Evolution furnishes organism depending on their context and evolved state, animals will get DNA damage repair if is worth getting, an animal that is long lived is neotenous and that does not work with short living ones. Evolution wants specie survival through reproduction offspring high output or longevity and a long time to just get to reproduction (Neoteny, late puberty). A long life Requires the animal to be Continuously Alive - to get to puberty sexual reproduction age capability to make specie continuation by its offspring creation (DNA damage repair acquiry Allowed that). This meant a tradeoff between short life/hyperreproduction vs long life/hyporeproduction.
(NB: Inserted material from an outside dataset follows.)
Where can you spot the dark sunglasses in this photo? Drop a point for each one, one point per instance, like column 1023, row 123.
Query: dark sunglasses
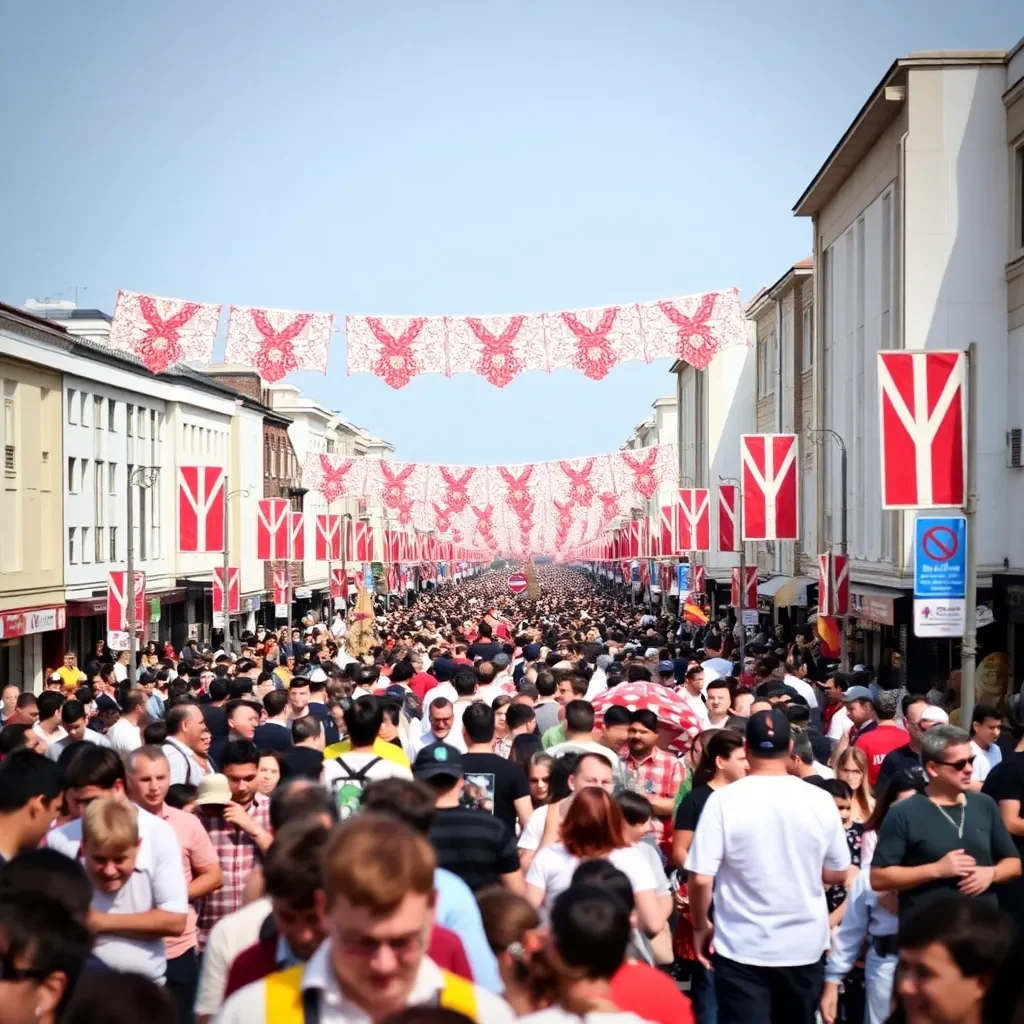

Sexual resources (mice) vs Longevity DNA repair resources (humans, NMR, bowhead whales).

DNA entropy, just my opinion, is just that randomization disorder 'chaos'. It happens all the time it doesn't mean a certain order cannot be maintained. Order is necessary to stop chaos and hazardous random 'mutations'. Evolution is pure Order at its extreme form, its a hierarchical order ladder..., it always choose things in order of relevance and survival meaning, it prioritizes and Selects the DNA genes it knows will adapt the specie to survive. Selection natural is all about order, orderly balance from chaotic randomization unbalance/unstability. Stability brings order, order brings stability and as such, homeostasis. DNA is a very fine Ordered marvel of evolution, they say perfection is Order. Disorder entropy is a fun bonus that keeps 'things fun' and surprising for life is not perfect. Order is Rigid, boring, disorder is more fun , more lax/loose, it makes crazy sh... happen. Order (evolution) will come in to ReOrder the 'fun' mess entropy leaves.